Chapter Four
Devon’s mother had a friend who knew someone at the southern campus at the San Francisco Theological Seminary, who had a contract for group rates at the Claremont Inn. The Dingoes were lodged in two rooms, connecting, for $39.95 a night at the price of a campus visit by Devon, who would have to pretend to be a prospective seminary student.
It was Claremont rather than LA, and the Claremont Inn was a little on the run down side, but it was clean, there was cable, and the breakfast buffet was not bad. On Friday and Saturday night, they could only get one room, but as the hotel emptied on Sunday, the manager had made the connecting room available for an extra ten bucks.
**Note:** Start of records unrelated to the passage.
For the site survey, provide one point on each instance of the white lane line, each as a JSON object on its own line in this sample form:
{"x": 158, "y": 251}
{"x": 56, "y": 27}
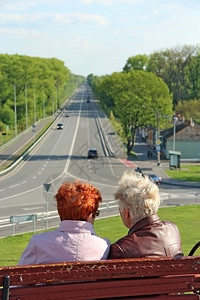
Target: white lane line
{"x": 74, "y": 138}
{"x": 12, "y": 186}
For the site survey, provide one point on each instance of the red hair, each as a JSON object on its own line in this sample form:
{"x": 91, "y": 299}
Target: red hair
{"x": 77, "y": 200}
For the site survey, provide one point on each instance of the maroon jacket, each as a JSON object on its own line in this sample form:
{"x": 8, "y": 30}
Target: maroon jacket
{"x": 149, "y": 237}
They had cleared enough money over their weekend in LA to barely afford it.
“Does that mean, that you’re like going to have to pretend you want to be a priest?” the Dingoes drummer, Dan asked with a grin.
“Should I wear a tie or something?” Devon wondered.
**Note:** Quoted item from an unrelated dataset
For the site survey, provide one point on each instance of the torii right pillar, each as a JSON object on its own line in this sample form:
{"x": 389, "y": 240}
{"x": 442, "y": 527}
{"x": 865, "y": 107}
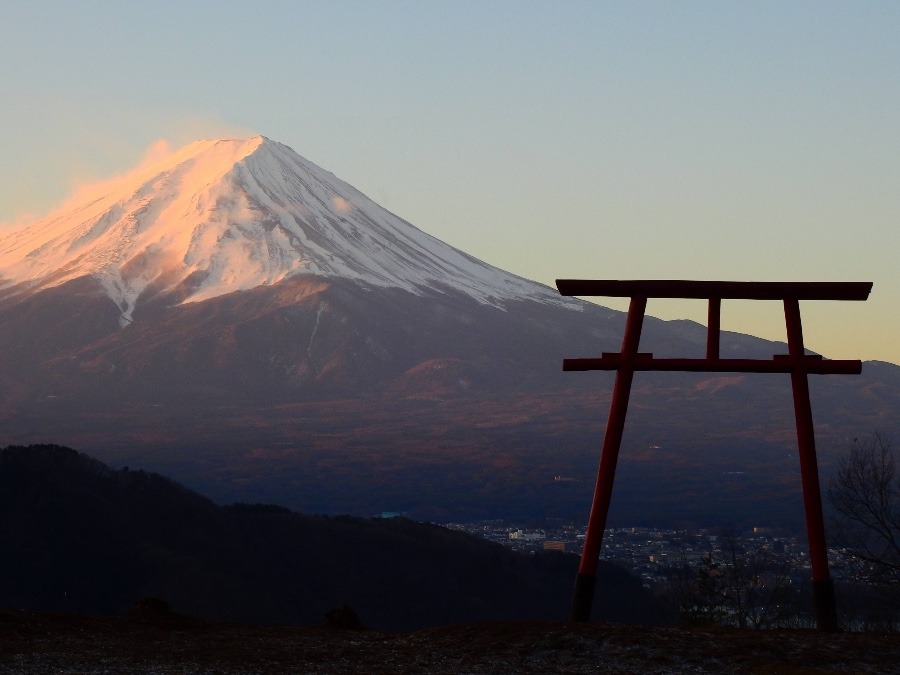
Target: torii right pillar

“Do you have a tie?” Oz asked.
“No,” Devon looked appalled. “A tie? No way.”
“Then, no tie,” Oz pointed out. “You don’t want them to want you, do you?”
Devon thought about that for a moment. “I guess not,” he admitted. “But, I kind of feel like I should at least pretend like I’m really interested. I’m getting the free continental breakfast,” he pointed out, waving his ‘Welcome to San Francisco Theological Seminary’ folder. He had one remaining complimentary buffet coupon clipped to the folder by a plastic paper clip with a cross on it.
Looking at it, Oz thought it was something that Willow would like to have. A plastic paper clip with at cross on it.
Oz sat on one of the double beds next to the phone as Chris, the Dingoes bassist came in. Chris was in charge of food. He had an envelope full of coupons his mother collected for him.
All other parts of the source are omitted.